3. Educate Your Employees on the Flu
Educating your employees about the flu encourages them to become more responsible. They can protect themselves from infection in the workplace or elsewhere.
You should find a health professional to help you with the educational sessions. They should focus on:
- Helping employees differentiate between cold and flu symptoms.
- Encouraging proper handwashing techniques.
- Teaching the importance of the flu vaccine.
- Dispelling any untruthful rumours or myths.
Credible Resources to Use for information
While sharing educational information in the office, refer to credible resources. Some resources you can use or share with employees include:
- CDC website – It is a trusted resource with factual medical information on the flu. It offers a wealth of resources to help you protect yourself and your workplace.
- The Health Promotion Agency – It is a government agency in New Zealand. They offer a lot of region-specific information to keep you healthy.
- Ministry of Health – It is a trusted health resource. You can use it to learn about flu outbreaks in your area.
- Fight Flu – It serves as a dedicated, government-approved resource centre for flu-related information.
4. Keep the Office Sanitised
Shared spaces and office facilities can encourage cross-contamination among employees.
Get into the habit of sanitising shared spaces on a regular basis. Some of the common items and spaces to start with include:
- Tape dispenser and staplers – You can wipe them with a hand sanitiser every couple of hours. Clean them top to bottom as people tend to pick them up and move them around their hands.

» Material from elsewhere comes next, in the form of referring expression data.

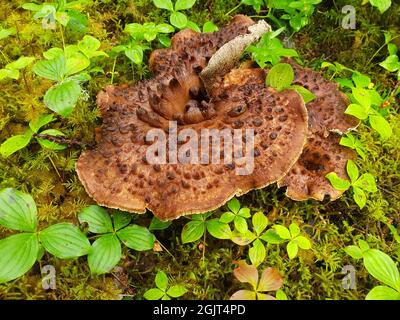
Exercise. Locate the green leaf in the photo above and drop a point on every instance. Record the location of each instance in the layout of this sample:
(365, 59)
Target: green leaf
(179, 20)
(184, 4)
(63, 97)
(192, 231)
(153, 294)
(218, 229)
(271, 236)
(234, 205)
(157, 224)
(45, 143)
(240, 224)
(137, 237)
(65, 241)
(282, 231)
(54, 69)
(380, 124)
(382, 5)
(359, 197)
(18, 254)
(17, 210)
(40, 122)
(121, 219)
(352, 171)
(280, 76)
(303, 242)
(337, 182)
(97, 218)
(176, 291)
(105, 254)
(354, 252)
(257, 253)
(164, 4)
(294, 230)
(161, 280)
(357, 111)
(260, 222)
(292, 249)
(383, 293)
(306, 94)
(15, 143)
(382, 267)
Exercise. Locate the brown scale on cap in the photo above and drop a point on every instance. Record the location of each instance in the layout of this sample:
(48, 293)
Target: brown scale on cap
(117, 173)
(322, 153)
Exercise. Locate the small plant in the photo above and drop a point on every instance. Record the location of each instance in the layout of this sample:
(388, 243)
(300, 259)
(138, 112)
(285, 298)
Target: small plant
(18, 142)
(106, 249)
(381, 267)
(177, 18)
(163, 291)
(360, 184)
(20, 251)
(270, 281)
(67, 67)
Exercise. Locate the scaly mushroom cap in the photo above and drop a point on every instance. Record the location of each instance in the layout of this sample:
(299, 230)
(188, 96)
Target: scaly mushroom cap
(322, 153)
(118, 174)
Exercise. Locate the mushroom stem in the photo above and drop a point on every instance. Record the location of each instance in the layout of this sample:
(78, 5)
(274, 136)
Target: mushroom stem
(226, 58)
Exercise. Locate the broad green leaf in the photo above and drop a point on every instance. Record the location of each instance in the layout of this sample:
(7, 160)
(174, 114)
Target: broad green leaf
(40, 122)
(359, 197)
(18, 254)
(137, 237)
(352, 171)
(218, 229)
(234, 205)
(153, 294)
(271, 236)
(354, 252)
(337, 182)
(54, 69)
(282, 231)
(21, 63)
(383, 293)
(97, 218)
(246, 273)
(270, 280)
(380, 124)
(280, 76)
(15, 143)
(105, 254)
(63, 97)
(357, 111)
(121, 219)
(161, 280)
(176, 291)
(192, 231)
(157, 224)
(292, 249)
(184, 4)
(164, 4)
(294, 230)
(306, 94)
(45, 143)
(240, 224)
(65, 241)
(382, 267)
(260, 222)
(179, 20)
(17, 210)
(257, 253)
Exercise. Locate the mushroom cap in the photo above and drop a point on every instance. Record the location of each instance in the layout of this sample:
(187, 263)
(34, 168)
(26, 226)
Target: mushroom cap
(322, 153)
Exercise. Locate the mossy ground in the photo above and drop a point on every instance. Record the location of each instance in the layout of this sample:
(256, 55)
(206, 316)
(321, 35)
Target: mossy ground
(50, 177)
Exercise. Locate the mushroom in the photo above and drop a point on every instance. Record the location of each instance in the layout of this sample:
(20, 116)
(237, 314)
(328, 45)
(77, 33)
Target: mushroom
(258, 123)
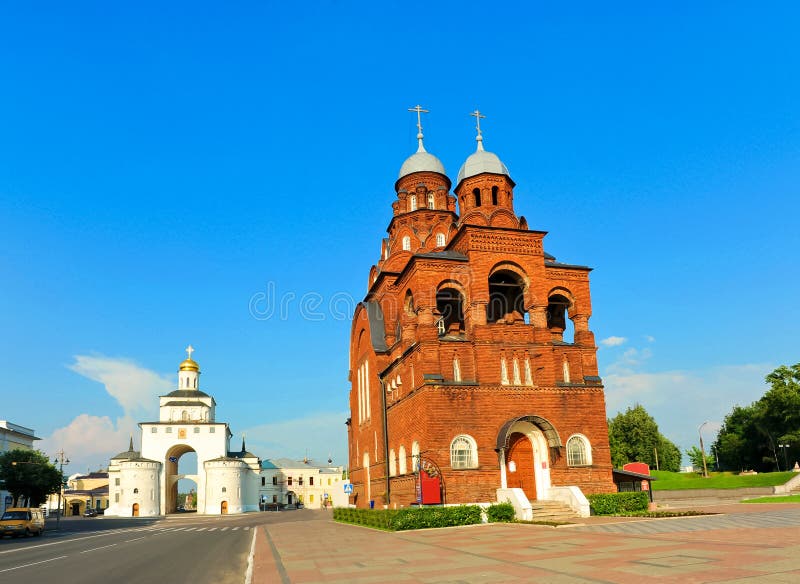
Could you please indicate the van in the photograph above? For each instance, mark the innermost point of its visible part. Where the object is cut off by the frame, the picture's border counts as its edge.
(21, 521)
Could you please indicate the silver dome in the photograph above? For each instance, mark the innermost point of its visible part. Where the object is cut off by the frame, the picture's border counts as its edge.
(480, 162)
(421, 161)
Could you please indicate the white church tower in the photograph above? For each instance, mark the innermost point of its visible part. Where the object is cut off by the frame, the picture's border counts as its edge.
(145, 483)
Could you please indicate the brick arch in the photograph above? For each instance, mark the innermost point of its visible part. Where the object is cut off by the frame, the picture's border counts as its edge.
(547, 428)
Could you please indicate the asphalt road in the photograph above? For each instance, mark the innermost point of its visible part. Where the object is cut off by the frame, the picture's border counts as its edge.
(181, 548)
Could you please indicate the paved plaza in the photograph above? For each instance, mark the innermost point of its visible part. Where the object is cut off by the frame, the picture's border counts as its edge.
(743, 543)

- Keyboards and Mouses – Keyboards and computer mouses collect a lot of dirt and germs throughout the day. Since people must touch them, make sure you sanitise them on a regular basis.
- Workstations – Workstations contain 400 times more germs than an average toilet seat. Cleaning them is hygienic even after flu season. You should clean each workstation before someone new starts using it. You can rally the support of employees by encouraging them to wipe their desks before and after using them.
Sanitisation rules apply to other shared amenities such as:
- Pens and pencils
- Fidget toys
- Phones and headsets
Make sure you get alcohol-based sanitiser. It is more effective at fighting the flu virus and maintaining a healthy workplace.
5. Discourage Hand Contact
Your hands play a significant role in spreading the flu.
A sick person coughs into their hand, gives you a handshake and you touch your face, immediately transferring germs.
If you can discourage handshaking, you can reduce the risk of spreading the flu in the workplace.
Alternatives to Handshaking
Since employees will want to connect, you can encourage alternative forms of greetings. Some good examples include:
Fist bumping – Here, only the back of the hands’ touch. It reduces the risk of spreading the infection if one of the employees is sick.
Elbow bump – If people really value contact, the elbow bump is a friendly alternative.
Ankle bump – In extreme cases, people should keep their distance from each other. The ankle bump encourages a warm exchange at a safe distance.
The Master Plan Against a Flu Outbreak in the Workplace
The most effective way to prevent an outbreak is through thorough handwashing.
It may sound simple, but handwashing can prevent flu infections by up to 21 per cent.
Installing handwashing stations around your workplace will encourage people to wash their hands.
Instead of limiting sinks to the washroom, place them around your office. People are more likely to use them if they can see them.